QuasarNP is a pure numpy implementation of QuasarNet that is designed to work on the default DESI environment at NERSC without any additional dependencies.
Indeed, QuasarNP requires only three things to work:
- Numpy
- hd5py
- fitsio
QuasarNP is designed to be interoperable with prior QuasarNet code.
To begin we must load a weights file in order to be able to make predictions on whether something is a quasar or not. This is quite simple and can be done as follows, where I have also defined the lines that this model was trained for:
from quasarnp.io import load_model
lines = ['LYA','CIV(1548)','CIII(1909)', 'MgII(2796)','Hbeta','Halpha']
lines_bal = ['CIV(1548)']
model = load_model("/global/cfs/cdirs/desi/science/lya/qn_models/boss_dr12/qn_train_coadd_indtrain_0_0_boss10.h5")
The given weights file is the weights file we intend to use for the 1% survey.
QuasarNP has a built in function designed to load and process single DESI exposures into the form expected by the network model.

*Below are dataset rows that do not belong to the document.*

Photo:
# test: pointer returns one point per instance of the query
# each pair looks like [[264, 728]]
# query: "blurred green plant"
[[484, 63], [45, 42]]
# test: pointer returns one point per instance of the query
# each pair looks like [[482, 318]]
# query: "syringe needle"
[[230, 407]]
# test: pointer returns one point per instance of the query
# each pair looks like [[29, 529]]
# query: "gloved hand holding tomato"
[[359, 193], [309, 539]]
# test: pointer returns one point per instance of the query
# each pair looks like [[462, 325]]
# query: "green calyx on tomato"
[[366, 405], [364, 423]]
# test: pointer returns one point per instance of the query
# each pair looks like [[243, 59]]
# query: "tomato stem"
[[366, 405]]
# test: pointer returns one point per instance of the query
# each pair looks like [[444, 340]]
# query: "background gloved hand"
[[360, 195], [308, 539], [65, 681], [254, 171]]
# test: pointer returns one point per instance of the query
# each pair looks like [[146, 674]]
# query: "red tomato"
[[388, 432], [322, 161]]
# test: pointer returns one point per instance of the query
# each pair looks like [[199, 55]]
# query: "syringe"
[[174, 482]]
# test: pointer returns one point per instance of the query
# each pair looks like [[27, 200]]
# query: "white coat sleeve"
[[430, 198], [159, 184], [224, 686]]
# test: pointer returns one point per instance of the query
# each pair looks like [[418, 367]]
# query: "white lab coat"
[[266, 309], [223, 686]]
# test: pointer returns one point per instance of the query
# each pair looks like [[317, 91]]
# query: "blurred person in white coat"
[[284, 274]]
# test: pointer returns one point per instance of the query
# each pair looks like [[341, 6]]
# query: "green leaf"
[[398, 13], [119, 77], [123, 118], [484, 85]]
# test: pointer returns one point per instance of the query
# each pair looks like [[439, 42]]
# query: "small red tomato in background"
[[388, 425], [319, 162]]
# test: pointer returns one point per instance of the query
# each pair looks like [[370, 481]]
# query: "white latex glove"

You can load DESI data in two ways. load_desi_daily
will load
cframe
files that are saved in desi/spectro/redux/daily/exposures{night}/{exp_id}
:
from quasarnp.io import load_desi_daily
night, exp_id = "20210107", "00071246"
spec_number = 0
data, w = load_desi_daily(night, exp_id, spec_number)
w
here defines an array of indices for which spectra are kept after the data reduction.
This is useful to know which spectra were removed, per the original QuasarNet code we remove any spectra where there are zero weights.
spec_number
must range from 0-9 and defines which spectrograph to load.
The final parameter for load_desi_daily
(not set in the above example)
is fibers
which is defined as a numpy array of length 500, where an item is set to 1 if we should load that
fiber and 0 if we should not. Ex, this will also load the first 400 fibers
as well as the 500th fiber:
f = np.zeros(500, dtype=bool)
f[0:400] = 1
f[-1] = 1
data, w = load_desi_daily(night, exp_id, spec_number, f)
load_desi_daily
will handle everything involved in loading and processing the
data. It will load all three wavelength bands and then rebin them to match the 443
input bins that QuasarNet/NP expects. This rebinning is currently done using the
same code that QuasarNet does. This may change in the future, but the public
facing API will not.
If you would prefer to load cframe
files from an arbitrary folder, quasarnp
also provides load_desi_exposure
which will load from an arbitrary directory.
To load the same data as above you could instead use
from quasarnp.io import load_desi_exposure
night, exp_id = "20210107", "00071246"
dir_name = f"/global/cfs/cdirs/desi/spectro/redux/daily/exposures/{night}/{exp_id}"
spec_number = 0
data, w = load_desi_exposure(dir_name, spec_number)
Once that is done it will process the data by subtracting the ivar-weighted mean from the data and dividing by the rms value. After this is complete the data is ready to be run through QuasarNP.
For more details some of the specifics of the data normalization, and how it was done in QuasarNet, see qn_on_desi.md
Once the data has ben processed into a form expected by the network we will
make a prediction. After making a prediction through the network, it is necessary
to interpret the output numbers into a human readable format. process_preds
exists for this reason.
The output of process_preds
are in arrays of len nspec
where each element
corresponds to the spectra that is in that position in the input data array.
The output c_line
is the one we care about for classifying Quasars. This
output defines the confidence that each input line appears in the input spectra.
In the following code snippet, c_thresh
defines the threshold above which we
are certain that QuasarNet detected the line in the spectra, and n_thresh
defines
the number of lines that must be detected for the object to be classified a Quasar.
It is generally reasonable to set these to values of 0.5
and 1
, but you can
increase both to tighten the restrictions on what is and isn't a quasar.
c_line_bal
provides the same data for the BAL line(s).
z_line
provides the predicted redshift of each line, and is generally only
useful for things that are identified as quasars, i.e. objects where the line
actually appears. Outside of that the redshift predictions are nonsense since
the line didn't appear.
The first line here expands the dimensions of the data
array to match those
that are expected by predict.
from quasarnp.utils import process_preds
data = data[:, :, None]
p = model.predict(data)
c_line, z_line, zbest, c_line_bal, z_line_bal = process_preds(p, lines, lines_bal)
c_thresh = 0.5
n_thresh = 1
is_qso = np.sum(c_line > c_thresh, axis=0) >= n_thresh
is_qso
then defines an array of length nfibers
that will tell you which ones
that are identified as being a quasar (set to 1) or not (set to 0).